What went wrong: Could not locate JNA native lib resource ‘/com/sun/jna/nonstop_kernel-IA64N/libjnidispatch.so’.
Try: Run with --stacktrace option to get the stack trace. Run with --info or --debug option to get more log output. -------------------
Thank you Peter Niederwieser ! if you mention less common OSes, can I know the list(of OS) which are supported in the latest milestone? If we can build LIBJNIDISPATCH.SO for our OS then how to build it?
The OSes that we regularly test against are Windows, Mac OS, and Linux, though Gradle is also known to work on other OSes like Solaris. Recent milestones also support OSes where JNA isn’t available, although some features may not work as expected then.
HOW CAN I GET LIBJNIDISPATCH.SO FOR NONSTOP OS?
I think you’d have to ask the JNA project (GitHub - java-native-access/jna: Java Native Access) to add support for your OS. Or maybe you could build JNA yourself. Anyway, our goal is to degrade gracefully if JNA isn’t available. Try the latest snapshot and tells us how it goes.
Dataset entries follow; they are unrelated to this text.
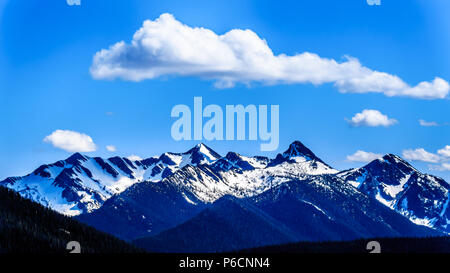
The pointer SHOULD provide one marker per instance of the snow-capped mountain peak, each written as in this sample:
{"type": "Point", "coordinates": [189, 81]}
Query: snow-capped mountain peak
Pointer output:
{"type": "Point", "coordinates": [202, 154]}
{"type": "Point", "coordinates": [423, 198]}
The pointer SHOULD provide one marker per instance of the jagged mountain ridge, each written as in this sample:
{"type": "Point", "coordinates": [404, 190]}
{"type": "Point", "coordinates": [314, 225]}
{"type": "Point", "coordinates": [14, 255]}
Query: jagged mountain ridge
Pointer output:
{"type": "Point", "coordinates": [81, 184]}
{"type": "Point", "coordinates": [423, 198]}
{"type": "Point", "coordinates": [203, 176]}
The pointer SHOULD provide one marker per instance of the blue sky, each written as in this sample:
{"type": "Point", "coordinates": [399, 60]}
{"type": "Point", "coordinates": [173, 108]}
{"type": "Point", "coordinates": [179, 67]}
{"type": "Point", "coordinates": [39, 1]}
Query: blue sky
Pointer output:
{"type": "Point", "coordinates": [47, 50]}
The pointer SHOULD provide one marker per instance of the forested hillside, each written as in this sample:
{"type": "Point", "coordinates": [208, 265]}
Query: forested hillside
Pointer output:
{"type": "Point", "coordinates": [26, 226]}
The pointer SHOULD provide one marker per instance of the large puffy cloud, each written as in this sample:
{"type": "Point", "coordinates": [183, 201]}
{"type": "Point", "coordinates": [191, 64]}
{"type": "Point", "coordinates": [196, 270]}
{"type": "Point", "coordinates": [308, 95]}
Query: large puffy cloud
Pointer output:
{"type": "Point", "coordinates": [362, 156]}
{"type": "Point", "coordinates": [371, 118]}
{"type": "Point", "coordinates": [421, 154]}
{"type": "Point", "coordinates": [111, 148]}
{"type": "Point", "coordinates": [165, 46]}
{"type": "Point", "coordinates": [71, 141]}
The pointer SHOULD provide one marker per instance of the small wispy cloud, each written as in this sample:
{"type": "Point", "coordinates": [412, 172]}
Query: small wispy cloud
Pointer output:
{"type": "Point", "coordinates": [363, 156]}
{"type": "Point", "coordinates": [428, 123]}
{"type": "Point", "coordinates": [73, 2]}
{"type": "Point", "coordinates": [371, 118]}
{"type": "Point", "coordinates": [445, 152]}
{"type": "Point", "coordinates": [71, 141]}
{"type": "Point", "coordinates": [420, 154]}
{"type": "Point", "coordinates": [441, 158]}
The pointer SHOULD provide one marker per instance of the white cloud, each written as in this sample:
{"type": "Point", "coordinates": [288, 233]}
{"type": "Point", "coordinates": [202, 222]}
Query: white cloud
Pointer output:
{"type": "Point", "coordinates": [420, 154]}
{"type": "Point", "coordinates": [73, 2]}
{"type": "Point", "coordinates": [445, 152]}
{"type": "Point", "coordinates": [371, 118]}
{"type": "Point", "coordinates": [71, 141]}
{"type": "Point", "coordinates": [362, 156]}
{"type": "Point", "coordinates": [428, 123]}
{"type": "Point", "coordinates": [165, 46]}
{"type": "Point", "coordinates": [134, 157]}
{"type": "Point", "coordinates": [111, 148]}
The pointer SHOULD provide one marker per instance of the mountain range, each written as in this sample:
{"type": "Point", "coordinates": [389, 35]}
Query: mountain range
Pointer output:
{"type": "Point", "coordinates": [201, 201]}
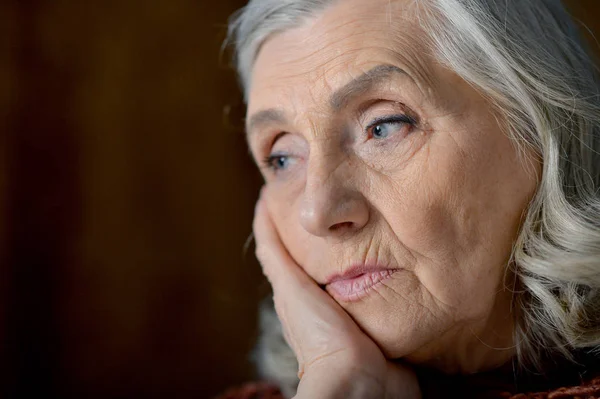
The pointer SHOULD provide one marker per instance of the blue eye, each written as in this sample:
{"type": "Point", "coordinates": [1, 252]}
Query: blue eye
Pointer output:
{"type": "Point", "coordinates": [277, 162]}
{"type": "Point", "coordinates": [384, 127]}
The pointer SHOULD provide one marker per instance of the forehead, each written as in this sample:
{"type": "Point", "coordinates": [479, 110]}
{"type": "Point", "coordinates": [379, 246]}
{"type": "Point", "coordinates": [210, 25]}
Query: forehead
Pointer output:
{"type": "Point", "coordinates": [335, 46]}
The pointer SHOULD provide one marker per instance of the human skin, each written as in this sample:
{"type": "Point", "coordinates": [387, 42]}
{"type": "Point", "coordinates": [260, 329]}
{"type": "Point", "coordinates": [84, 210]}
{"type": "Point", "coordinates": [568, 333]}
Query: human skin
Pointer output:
{"type": "Point", "coordinates": [437, 196]}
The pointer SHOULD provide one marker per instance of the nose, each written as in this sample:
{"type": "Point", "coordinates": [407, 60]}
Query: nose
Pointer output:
{"type": "Point", "coordinates": [332, 204]}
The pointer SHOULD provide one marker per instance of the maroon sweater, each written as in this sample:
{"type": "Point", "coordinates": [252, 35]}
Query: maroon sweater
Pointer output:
{"type": "Point", "coordinates": [562, 381]}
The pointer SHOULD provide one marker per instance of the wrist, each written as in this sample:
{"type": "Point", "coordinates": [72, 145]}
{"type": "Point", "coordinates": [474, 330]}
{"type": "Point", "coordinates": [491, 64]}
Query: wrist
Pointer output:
{"type": "Point", "coordinates": [340, 381]}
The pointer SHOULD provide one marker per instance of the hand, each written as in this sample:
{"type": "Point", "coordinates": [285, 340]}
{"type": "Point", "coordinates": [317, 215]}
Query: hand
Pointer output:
{"type": "Point", "coordinates": [336, 359]}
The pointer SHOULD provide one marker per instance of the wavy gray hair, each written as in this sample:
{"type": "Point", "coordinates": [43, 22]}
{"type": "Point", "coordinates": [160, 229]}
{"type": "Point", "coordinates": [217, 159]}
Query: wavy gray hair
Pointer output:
{"type": "Point", "coordinates": [528, 59]}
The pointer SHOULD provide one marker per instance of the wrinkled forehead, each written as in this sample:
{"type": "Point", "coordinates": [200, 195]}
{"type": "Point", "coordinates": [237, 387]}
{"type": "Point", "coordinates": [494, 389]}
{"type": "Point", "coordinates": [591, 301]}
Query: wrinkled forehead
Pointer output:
{"type": "Point", "coordinates": [345, 40]}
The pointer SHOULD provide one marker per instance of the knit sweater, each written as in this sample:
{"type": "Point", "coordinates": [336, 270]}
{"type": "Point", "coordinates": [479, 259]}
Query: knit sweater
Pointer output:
{"type": "Point", "coordinates": [586, 390]}
{"type": "Point", "coordinates": [562, 380]}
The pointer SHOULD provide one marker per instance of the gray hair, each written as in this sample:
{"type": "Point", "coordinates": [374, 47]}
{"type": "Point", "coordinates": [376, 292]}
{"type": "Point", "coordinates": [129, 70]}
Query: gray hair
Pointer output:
{"type": "Point", "coordinates": [528, 59]}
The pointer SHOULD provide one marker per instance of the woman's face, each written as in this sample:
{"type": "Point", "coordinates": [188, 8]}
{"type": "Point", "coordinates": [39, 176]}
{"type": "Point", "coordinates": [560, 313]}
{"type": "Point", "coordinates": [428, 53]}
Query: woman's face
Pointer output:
{"type": "Point", "coordinates": [376, 156]}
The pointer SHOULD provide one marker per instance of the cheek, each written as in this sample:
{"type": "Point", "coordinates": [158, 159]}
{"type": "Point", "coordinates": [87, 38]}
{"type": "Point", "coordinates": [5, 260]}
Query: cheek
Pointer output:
{"type": "Point", "coordinates": [285, 217]}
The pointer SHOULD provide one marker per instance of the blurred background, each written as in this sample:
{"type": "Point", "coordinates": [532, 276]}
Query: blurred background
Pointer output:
{"type": "Point", "coordinates": [126, 196]}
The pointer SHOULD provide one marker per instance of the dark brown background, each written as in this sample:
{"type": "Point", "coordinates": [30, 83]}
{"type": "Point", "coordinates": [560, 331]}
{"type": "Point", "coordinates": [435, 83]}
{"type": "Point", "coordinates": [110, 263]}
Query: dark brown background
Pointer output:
{"type": "Point", "coordinates": [126, 195]}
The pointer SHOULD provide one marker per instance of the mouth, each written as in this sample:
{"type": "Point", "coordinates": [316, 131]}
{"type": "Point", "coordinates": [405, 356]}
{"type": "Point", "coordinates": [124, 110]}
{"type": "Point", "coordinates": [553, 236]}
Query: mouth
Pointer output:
{"type": "Point", "coordinates": [357, 283]}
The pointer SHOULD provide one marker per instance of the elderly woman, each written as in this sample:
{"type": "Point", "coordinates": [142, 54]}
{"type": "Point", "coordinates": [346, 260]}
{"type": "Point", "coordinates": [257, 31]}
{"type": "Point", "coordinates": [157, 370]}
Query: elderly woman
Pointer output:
{"type": "Point", "coordinates": [431, 202]}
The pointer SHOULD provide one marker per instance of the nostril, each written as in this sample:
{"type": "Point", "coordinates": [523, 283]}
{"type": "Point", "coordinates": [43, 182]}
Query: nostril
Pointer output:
{"type": "Point", "coordinates": [341, 226]}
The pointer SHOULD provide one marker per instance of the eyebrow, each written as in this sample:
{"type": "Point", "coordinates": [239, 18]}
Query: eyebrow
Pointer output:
{"type": "Point", "coordinates": [338, 100]}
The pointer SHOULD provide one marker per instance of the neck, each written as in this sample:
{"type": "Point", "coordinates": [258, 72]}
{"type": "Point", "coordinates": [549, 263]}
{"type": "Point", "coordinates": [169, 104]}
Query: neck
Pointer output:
{"type": "Point", "coordinates": [481, 346]}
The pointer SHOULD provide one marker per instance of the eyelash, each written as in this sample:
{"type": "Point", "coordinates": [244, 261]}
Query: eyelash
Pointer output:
{"type": "Point", "coordinates": [269, 161]}
{"type": "Point", "coordinates": [394, 119]}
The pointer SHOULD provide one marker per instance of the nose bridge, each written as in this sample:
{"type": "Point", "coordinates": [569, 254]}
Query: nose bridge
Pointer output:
{"type": "Point", "coordinates": [330, 199]}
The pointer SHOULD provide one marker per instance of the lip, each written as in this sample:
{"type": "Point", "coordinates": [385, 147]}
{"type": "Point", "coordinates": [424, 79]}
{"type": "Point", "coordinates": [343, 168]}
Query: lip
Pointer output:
{"type": "Point", "coordinates": [357, 282]}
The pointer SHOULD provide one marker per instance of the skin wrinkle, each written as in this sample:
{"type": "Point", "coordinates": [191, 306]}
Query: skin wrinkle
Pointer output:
{"type": "Point", "coordinates": [443, 203]}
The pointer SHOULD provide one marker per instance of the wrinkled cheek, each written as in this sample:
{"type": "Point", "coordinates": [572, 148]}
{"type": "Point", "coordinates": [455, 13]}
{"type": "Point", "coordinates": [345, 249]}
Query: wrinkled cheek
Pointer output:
{"type": "Point", "coordinates": [293, 236]}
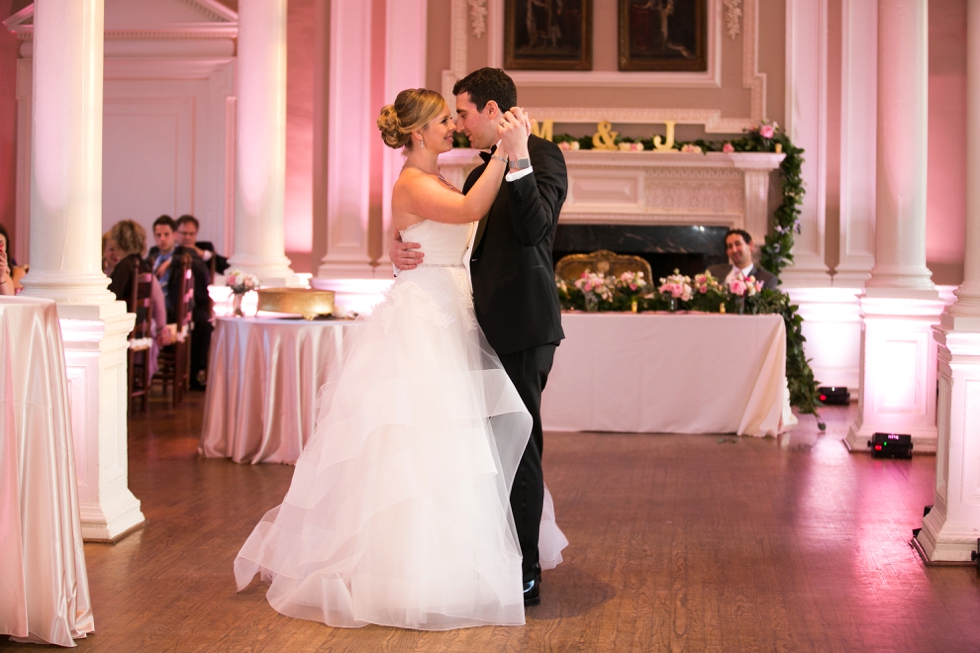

We’ve seen the same error with milestone-6 running on Windows 2008 Server R2 with MKS Toolkit 9.4. Sounds like the presence of MKS Toolkit makes Gradle think it’s running on a unix box (which it’s not).
Has this behaviour been changed in later (post m6) releases?
You should be able to influence which OS Java/Gradle detects by setting the ‘os.name’, ‘os.version’, and ‘os.arch’ system properties. One my Windows virtual machine, their values are ‘Windows 7’, ‘6.1’, and ‘amd64’, respectively.
@Rob, do you have the output from when you run Gradle? Can you include a stack trace for the failure by running with the --stacktrace command-line option.
Our build team found the problem. One of our .ksh scripts was calling gradle.exe when it should have called gradle.bat. Fixing that solved the problem. Thanks for the quick response.
Minor correction. Our .ksh scripts weren’t calling gradle.exe. The issue was that typing gradle into a ksh window will execute the linux version of gradle. We should have been typing gradle.bat.